Sous la peau

Une journée « normale » dans la vie d’une jeune femme, plus précisément dans sa tête, où le flot des pensées ruisselle, s’agite, à chaque seconde. « (…) je dois faire ce truc à nouveau, le truc de me lever, le truc de la journée, le truc du travail, (…) » Arrivée à son bureau tant redouté, elle pense à son mec, son lui, pour que la journée passe plus vite.

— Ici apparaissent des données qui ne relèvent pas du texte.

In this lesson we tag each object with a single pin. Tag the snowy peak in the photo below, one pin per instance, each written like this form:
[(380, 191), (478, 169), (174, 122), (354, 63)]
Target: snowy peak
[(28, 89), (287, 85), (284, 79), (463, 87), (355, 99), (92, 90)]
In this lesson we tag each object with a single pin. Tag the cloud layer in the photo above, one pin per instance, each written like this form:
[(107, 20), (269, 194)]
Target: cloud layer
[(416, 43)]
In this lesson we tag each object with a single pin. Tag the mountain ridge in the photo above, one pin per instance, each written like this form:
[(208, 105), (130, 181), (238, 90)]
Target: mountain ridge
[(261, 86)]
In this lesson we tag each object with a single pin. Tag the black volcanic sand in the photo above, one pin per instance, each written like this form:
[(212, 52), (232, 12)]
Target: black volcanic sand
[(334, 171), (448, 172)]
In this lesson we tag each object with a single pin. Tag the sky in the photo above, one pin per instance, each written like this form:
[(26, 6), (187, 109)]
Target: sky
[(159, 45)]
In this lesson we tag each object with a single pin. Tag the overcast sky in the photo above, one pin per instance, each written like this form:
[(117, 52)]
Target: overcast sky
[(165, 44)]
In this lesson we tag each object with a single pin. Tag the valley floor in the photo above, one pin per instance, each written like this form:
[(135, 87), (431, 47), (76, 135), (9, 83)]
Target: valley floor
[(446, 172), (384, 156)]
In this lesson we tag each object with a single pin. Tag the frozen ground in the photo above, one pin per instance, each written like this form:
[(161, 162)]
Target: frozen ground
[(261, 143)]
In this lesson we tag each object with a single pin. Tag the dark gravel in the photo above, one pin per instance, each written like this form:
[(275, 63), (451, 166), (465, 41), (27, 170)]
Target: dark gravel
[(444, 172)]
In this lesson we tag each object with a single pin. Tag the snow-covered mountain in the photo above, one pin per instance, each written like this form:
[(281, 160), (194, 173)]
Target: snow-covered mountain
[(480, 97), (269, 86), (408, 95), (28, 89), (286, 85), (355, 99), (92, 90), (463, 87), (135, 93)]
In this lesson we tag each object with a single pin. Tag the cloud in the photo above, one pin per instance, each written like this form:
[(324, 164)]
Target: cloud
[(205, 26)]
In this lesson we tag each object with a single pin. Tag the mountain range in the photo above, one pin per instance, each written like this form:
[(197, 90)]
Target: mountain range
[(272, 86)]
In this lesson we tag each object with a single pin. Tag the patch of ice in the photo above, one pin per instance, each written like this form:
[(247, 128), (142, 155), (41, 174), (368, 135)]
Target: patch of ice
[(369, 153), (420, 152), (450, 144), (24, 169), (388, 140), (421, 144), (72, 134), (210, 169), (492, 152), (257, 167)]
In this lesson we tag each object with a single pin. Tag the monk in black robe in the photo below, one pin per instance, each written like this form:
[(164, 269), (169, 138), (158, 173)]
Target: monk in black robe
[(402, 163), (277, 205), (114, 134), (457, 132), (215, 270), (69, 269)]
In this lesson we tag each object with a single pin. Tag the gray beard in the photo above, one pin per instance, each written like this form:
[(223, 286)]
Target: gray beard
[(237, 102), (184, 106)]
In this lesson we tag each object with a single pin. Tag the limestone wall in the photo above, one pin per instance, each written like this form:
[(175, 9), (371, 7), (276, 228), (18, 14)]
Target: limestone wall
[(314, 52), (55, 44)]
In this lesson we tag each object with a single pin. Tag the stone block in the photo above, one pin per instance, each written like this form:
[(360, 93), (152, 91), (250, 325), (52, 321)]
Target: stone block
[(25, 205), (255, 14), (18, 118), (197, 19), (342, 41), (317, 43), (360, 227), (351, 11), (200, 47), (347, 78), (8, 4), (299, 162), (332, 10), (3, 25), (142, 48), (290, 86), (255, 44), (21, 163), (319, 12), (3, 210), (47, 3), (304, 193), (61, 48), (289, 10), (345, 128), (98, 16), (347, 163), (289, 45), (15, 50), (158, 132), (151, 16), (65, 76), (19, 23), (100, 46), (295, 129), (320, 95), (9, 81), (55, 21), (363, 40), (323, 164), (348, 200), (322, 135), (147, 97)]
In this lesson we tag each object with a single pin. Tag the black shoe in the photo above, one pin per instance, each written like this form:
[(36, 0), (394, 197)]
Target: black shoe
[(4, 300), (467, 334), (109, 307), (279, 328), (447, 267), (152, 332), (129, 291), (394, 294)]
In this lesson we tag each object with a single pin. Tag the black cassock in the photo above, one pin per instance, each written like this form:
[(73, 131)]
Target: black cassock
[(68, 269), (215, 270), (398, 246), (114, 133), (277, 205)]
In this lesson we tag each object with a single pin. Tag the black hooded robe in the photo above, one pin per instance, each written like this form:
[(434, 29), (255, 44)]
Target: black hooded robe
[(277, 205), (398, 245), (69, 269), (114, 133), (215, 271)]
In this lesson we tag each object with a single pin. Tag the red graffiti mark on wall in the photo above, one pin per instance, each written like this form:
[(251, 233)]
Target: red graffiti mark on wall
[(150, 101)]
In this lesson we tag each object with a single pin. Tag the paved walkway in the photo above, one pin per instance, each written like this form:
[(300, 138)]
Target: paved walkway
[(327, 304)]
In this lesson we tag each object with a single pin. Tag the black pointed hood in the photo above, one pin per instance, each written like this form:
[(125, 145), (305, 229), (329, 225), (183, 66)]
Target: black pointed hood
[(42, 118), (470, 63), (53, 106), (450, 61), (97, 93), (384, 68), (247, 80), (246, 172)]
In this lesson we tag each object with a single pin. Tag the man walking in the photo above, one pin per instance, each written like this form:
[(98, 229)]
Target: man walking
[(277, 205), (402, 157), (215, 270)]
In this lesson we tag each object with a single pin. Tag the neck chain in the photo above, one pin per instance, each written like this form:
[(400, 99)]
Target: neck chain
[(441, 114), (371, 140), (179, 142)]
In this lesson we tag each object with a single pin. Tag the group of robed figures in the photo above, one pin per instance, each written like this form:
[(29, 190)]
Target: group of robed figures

Lui qui ne sait pas, à qui elle voudrait pouvoir dire ça: l’origine de ses démangeaisons, de cette peau qui la brûle, des croûtes à l’arrière du genou, dire son agression sexuelle. Rebecca Watson adopte la technique littéraire du stream of consciousness (courant de conscience), popularisé par Joyce, Virginia Woolf ou Claude Simon. Bruits, gestes et odeurs se déposent sur la page comme des épluchures, dans leur dimension sensorielle et fragmentaire. Explosant la mise en page de son texte, l’autrice architecture ces bribes comme elles lui viennent, les couche sur la page comme des notes sur une partition. Comme avec des peaux mortes, elle en gratte tous les sursauts. Cette scansion graphique entraîne une lecture à la fois verticale et horizontale de son robinet mental. Tout noter, poinçonner chaque pensée flottante qui jaillit, fugace, incohérente, sans discontinuer. « Pour ne pas exploser en morceaux ».

De Rebecca Watson, éditions Grasset, traduit de l’anglais par Julia Kerninon, 288 pages.